The sustainability play is an important consideration given public concerns and Obama administration directives. Intermodal transportation, especially via rail and inland waterways, meets this need and serves as a platform for more innovative green solutions. It does not compromise U.S. economic competitiveness like a carbon tax would. It's a non-partisan position that public and private sectors can rally around—a win-win scenario for industrialists and environmentalists alike.
Meeting Future Demand
While America's energy trajectory is still a wild card, Mullett believes one truism is inevitable: freight volumes will increase, placing additional strains on capacity. Consequently, planning for the future will require a systemic approach to infrastructure development.
Freight volumes for all modes will grow more than 20 percent in the next decade, according to the American Trucking Associations' U.S. Freight Forecast to 2024. The trucking sector will absorb some of this growth; its share of total tonnage is expected to expand from 68.5 percent in 2012 to more than 70 percent by 2024.
"Several modes don't have 20 percent more capacity in them," notes Mullett. "The way the country funds and builds infrastructure, it's nearly impossible to build our way ahead of that growth curve. These constraints are forcing people to consider other levers we can pull to get more throughput in our existing systems."
Transportation policy will play a role, whether it's a matter of amending truck productivity regulations—notably Hours- of-Service and truck weight restrictions—or rethinking intermodal in the same vein that Carmichael and others have endeavored. Short-sea shipping is another transport mode that has been largely ignored in North America because of cabotage rules.
A looming capacity crunch—something the United States hasn't experienced in more than five years—will likely force the issue. Artificially low interest rates that have afforded companies greater flexibility to hold inventory will probably rise, placing more pressure on faster transport modes such as air, truck, and van-to-rail.
"That takes capacity away because you boost the velocity of the entire system," notes Mullett.
Some policy moves cost far less, but are hard decisions because they pit one mode against another. "Politicians generally aren't very good at playing that card," he adds.
Carmichael agrees. "We have to refigure the way we tax fuel," he adds. "That will frame how we build this new intermodal system. Highway lobbyists are scared that railroads will get this money."
Adversarial hubris won't die easily. But modal collaboration will be pivotal moving forward. The U.S. transportation system is only as strong as its weakest link. If pipeline capacity can't accommodate oil shipments, and agriculture shippers can't move product via inland waterways—as occurred in 2012 when extreme drought and flooding conditions impeded river traffic—rail and truck assume a greater burden.

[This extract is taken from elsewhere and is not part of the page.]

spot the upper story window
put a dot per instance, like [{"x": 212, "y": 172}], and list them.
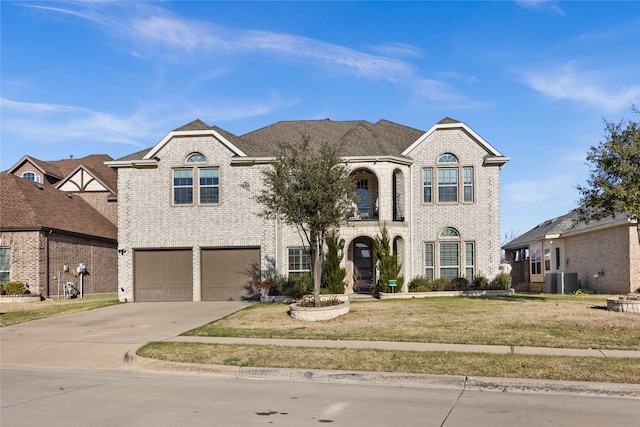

"If we close up that system and it can't flow freely—maybe it's infrastructure related, a flood, or policy—that freight still has to move," says Mullett. "It transitions to the next efficient mode—rail. When rail hits capacity, it moves to truck.
"We're not just messing with the inland water system, we're putting false capacity constraints on the entire system," he continues. "It's not only driving up the cost of bulk commodities, but the cost of delivering everything. Take away water transport, and it puts more strain on the system in terms of capacity as well as infrastructure."
To see U.S. transportation as anything less than an interconnected network of modes—or a "system of systems" as Mullett suggests—is foolhardy. Legislation has to respect this reality. When capacity tightens, inventory will seek its own level across all modes. Infrastructure cracks will only get worse as freight volumes increase.
MAP-21 provides a structure for states to purposely engineer their own freight transport strategies—from funding to approvals to execution. The hope is that leaders will set an example that others—perhaps even the federal government —can follow.